First we were served a plate of little tortilla cups with salsa in a small Phyllo cup. It was delicious and just set the stage for the main course...

A wonderful quiche! That is an expression you will seldom see me type as my former experiences with quiches have been less than stellar! Others have been somewhat soggy or tasteless - this one was fabulous! I'm not sure what all Nancy put in it other than cheese and leeks, but the combination was just great. The quiche was accompanied by acorn squash rings cooked in cider and a wonderful salad of fresh greens. All the vegetables used were organically grown by a local CSA.

As if all this wasn't enough, dessert was a lovely gingerbread cake with a lemon sauce and a dollop of whipped cream.

I must say that I have eaten a few meals now at Sweet Remembrances and have always enjoyed them immensely. I suggest that if you are in our area and have any interest at all in herbs you should visit The Rosemary House (I believe they are in their 40th year) and if you can possibly do it, schedule a luncheon at Sweet Remembrances. You'll be glad you did!

Thursday, October 25, 2007

For the birds...

Another "birdie post" today.

A few weeks ago, on one of our deliveries to an Amish roadside stand, I took these pictures of birdhouses:The first one is a Martin House. I imagine they are common all over the place, but maybe not. Often these apartment houses for birds are placed high atop a pole hoping to lure a number of Martin families.

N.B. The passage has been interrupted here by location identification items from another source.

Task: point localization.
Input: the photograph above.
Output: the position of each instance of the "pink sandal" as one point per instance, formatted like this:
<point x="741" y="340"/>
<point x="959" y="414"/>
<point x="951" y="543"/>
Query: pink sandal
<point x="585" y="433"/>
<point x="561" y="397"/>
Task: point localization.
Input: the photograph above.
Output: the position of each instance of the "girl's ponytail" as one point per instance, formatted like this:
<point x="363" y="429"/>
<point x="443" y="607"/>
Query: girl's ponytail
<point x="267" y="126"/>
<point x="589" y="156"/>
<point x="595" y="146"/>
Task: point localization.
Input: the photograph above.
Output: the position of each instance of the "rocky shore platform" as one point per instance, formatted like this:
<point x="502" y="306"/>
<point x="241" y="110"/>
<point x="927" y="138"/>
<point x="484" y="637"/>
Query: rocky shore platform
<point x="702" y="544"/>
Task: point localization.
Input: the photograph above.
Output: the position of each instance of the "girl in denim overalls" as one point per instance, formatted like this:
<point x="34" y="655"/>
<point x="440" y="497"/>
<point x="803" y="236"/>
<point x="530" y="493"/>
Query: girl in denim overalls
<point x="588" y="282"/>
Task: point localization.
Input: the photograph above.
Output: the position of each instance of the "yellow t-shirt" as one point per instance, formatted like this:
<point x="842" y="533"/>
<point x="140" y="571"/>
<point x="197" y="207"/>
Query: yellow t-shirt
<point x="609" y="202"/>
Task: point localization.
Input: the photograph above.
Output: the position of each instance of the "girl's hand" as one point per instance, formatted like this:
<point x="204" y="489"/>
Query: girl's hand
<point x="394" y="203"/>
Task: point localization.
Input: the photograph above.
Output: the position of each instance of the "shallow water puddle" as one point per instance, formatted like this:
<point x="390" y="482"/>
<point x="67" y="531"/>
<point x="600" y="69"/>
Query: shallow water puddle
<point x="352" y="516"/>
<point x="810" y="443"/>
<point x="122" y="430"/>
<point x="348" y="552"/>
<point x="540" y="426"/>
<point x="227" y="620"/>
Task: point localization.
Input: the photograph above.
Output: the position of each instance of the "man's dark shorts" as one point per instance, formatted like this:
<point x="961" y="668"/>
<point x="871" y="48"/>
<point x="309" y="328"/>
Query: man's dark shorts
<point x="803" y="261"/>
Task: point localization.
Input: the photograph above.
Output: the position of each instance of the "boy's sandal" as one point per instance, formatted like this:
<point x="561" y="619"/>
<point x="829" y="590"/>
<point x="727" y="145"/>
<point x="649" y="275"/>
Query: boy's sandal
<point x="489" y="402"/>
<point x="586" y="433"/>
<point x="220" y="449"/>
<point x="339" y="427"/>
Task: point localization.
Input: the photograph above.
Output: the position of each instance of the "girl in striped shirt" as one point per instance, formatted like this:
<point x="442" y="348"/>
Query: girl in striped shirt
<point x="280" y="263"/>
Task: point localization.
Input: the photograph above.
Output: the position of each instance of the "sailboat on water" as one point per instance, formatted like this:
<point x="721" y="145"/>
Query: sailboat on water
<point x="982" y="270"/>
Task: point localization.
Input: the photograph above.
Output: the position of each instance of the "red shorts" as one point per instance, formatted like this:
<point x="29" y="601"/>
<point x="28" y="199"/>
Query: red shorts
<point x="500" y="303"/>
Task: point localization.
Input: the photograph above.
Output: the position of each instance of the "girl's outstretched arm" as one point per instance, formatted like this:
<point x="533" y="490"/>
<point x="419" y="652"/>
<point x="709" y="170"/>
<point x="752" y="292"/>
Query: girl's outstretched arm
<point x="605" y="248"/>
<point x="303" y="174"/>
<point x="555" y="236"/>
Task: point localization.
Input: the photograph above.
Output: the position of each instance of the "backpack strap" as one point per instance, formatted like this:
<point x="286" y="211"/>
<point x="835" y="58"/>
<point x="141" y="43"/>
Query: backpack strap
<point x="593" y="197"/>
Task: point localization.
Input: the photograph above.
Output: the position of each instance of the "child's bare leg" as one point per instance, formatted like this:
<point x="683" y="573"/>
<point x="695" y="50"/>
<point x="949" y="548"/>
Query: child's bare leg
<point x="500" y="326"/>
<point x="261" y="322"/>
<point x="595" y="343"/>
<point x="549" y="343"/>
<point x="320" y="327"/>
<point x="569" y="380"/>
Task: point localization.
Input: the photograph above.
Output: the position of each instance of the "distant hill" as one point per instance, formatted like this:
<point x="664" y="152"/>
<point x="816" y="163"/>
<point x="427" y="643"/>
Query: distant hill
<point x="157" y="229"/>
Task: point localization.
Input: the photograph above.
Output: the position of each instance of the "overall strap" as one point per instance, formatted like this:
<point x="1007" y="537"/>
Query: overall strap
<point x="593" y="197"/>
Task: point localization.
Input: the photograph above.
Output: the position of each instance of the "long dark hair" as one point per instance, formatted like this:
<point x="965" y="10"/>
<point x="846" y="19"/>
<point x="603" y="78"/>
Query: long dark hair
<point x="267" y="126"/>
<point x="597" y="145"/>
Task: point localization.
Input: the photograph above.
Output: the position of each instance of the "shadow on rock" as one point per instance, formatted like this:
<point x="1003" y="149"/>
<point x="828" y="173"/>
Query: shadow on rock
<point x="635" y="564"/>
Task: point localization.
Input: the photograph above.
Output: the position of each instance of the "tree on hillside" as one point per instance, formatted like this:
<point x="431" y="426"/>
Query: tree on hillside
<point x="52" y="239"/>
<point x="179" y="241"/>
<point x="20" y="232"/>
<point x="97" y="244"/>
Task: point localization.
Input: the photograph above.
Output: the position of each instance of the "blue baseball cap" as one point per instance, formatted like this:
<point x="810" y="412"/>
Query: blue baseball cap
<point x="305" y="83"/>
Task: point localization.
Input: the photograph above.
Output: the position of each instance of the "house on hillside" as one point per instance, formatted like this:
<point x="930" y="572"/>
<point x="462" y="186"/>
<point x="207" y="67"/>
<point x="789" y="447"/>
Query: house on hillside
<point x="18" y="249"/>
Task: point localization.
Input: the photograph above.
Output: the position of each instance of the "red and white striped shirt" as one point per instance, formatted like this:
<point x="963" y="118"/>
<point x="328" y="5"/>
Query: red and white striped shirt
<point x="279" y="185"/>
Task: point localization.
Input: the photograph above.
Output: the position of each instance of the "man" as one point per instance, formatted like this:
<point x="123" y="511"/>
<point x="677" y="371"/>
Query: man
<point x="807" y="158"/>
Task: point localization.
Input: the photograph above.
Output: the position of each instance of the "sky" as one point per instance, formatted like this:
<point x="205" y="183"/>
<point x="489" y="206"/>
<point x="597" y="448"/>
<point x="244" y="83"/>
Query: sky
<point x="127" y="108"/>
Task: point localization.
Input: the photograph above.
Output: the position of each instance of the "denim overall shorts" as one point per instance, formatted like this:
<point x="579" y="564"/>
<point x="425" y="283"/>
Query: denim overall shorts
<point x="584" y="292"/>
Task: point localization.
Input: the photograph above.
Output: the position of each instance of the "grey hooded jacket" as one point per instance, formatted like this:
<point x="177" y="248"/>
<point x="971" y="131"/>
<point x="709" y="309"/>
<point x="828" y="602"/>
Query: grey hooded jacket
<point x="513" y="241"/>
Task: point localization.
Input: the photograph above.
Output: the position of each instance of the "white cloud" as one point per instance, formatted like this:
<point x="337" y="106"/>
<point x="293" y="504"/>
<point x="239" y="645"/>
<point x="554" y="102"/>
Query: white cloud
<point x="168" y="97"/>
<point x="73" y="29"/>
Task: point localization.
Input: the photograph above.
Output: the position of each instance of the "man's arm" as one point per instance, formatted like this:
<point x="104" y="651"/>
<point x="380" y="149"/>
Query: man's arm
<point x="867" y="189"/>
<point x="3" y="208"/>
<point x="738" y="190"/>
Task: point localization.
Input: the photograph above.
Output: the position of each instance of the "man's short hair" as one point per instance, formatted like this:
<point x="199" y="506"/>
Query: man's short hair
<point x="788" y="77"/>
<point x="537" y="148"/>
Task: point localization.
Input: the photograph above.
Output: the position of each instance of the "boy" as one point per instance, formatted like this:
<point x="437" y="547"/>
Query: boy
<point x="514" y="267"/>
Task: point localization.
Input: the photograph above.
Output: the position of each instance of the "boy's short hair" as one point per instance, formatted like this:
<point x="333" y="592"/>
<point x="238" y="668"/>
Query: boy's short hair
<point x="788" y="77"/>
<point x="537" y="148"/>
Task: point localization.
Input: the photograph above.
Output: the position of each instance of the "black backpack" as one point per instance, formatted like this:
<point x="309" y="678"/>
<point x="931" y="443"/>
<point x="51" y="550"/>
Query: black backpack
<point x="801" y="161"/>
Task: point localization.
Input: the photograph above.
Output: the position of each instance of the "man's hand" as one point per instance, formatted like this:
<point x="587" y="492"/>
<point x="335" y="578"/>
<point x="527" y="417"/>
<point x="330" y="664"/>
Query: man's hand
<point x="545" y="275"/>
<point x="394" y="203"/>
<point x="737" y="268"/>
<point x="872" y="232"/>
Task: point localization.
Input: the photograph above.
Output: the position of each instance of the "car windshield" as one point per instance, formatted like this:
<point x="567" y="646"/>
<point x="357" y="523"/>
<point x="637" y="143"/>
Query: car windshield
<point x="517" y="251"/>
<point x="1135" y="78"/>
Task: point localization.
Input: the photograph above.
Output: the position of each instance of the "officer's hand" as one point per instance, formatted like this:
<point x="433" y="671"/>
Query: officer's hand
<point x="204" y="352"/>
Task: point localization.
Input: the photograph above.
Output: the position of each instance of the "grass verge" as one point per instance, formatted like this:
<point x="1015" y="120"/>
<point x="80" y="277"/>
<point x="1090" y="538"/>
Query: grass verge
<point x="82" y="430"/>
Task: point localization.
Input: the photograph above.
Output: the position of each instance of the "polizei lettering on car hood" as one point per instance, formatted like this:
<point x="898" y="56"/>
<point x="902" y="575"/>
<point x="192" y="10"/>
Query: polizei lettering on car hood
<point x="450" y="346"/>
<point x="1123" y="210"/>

Martins are said to feed on mosquitoes, so they are a welcome addition to a back yard to help keep the mosquito population down.

If you saw the movie "Witness" with Harrison Ford, you may remember seeing one of these houses in the yard of the farmer who took him in. Witness was actually filmed here in Lancaster County, PA.This second collection of houses are bird house gourds made into another apartment complex. They are hung high on a post, so I think they, too may be intended to lure the Martins. The white paint reflects the heat so they are somewhat air conditioned for their comfort!

This final picture is something I snapped today while we were out. Although you can't really tell what it is... okay, it's an eagle! As I approached some railroad tracks, I was surprised to see what I thought was a large hawk on a power line tower. I stopped and since nothing was coming, I told Tina to get out and see what she thought because by that time, I was thinking this was probably the biggest hawk I had ever seen.

She confirmed that it was an eagle and I tried to snap a picture (by pointing the camera backwards and setting it to telephoto.) Unfortunately it didn't come out too well! The poor thing looked pretty mangy and we can only assume (and hope) that it is molting.

It flew away shortly afterward, so this was the only shot I was able to get. An eagle, though is a very rare sight - especially as close to a populated area as we were.